Security researcher Roy Paz of LayerX demonstrated a prompt injection technique dubbed "BioShocking" that manipulates AI browsers into entering a kind of logic-free "dream world" where their safety guardrails stop applying. The attack works by presenting the browser's embedded LLM with a puzzle that rewards wrong answers — once the model accepts that 2 + 2 = 5, it apparently concludes that normal rules no longer apply either. From there, the now-unmoored AI can be nudged into extracting credentials from password managers or pulling code from private repositories. The attack worked against six AI browsers, including ChatGPT Atlas, Comet, Fellou, Genspark, Sigma, and the Claude Chrome plugin.

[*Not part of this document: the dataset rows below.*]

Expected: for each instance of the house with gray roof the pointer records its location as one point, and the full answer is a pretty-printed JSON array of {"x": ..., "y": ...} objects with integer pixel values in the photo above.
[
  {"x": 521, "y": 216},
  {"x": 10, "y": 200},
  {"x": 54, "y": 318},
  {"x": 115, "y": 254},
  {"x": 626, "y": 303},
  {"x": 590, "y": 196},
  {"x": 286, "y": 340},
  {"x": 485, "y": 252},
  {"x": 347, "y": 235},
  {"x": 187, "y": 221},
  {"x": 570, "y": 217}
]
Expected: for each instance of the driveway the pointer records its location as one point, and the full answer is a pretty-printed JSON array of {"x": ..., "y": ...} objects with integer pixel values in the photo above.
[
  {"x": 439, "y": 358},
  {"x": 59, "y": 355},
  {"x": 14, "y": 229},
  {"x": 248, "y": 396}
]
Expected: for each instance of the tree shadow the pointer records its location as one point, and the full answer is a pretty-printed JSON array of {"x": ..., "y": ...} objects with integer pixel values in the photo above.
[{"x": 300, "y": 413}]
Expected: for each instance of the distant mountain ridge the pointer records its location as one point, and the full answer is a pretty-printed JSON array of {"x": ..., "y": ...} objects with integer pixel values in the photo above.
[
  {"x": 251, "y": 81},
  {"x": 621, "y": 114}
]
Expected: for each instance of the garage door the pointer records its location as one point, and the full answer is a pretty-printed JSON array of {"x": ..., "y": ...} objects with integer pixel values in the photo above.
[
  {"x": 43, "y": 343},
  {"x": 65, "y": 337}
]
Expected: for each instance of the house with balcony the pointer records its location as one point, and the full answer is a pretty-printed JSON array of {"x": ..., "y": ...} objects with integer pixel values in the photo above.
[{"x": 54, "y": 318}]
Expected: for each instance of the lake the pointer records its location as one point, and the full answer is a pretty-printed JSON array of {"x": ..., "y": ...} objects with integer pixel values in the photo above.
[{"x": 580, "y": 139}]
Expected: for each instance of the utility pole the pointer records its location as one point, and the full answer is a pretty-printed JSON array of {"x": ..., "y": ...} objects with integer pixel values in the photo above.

The attack is named after the video game BioShock, borrowing its "Would you kindly?" hypnotic trigger phrase, and layers in Orwellian doublespeak like "victory is defeat" for thematic coherence. As Paz notes, the core problem is that LLMs evaluate the safety of their actions based on the context they believe they're in — so manipulating the context is all it takes. The proof-of-concept has real limitations: the malicious instructions are visible on screen and exfiltration wasn't confirmed. Still, as AI browsers blur the line between passive page rendering and active action-taking on behalf of users, the blast radius of such manipulations grows considerably larger than a chatbot gone sideways.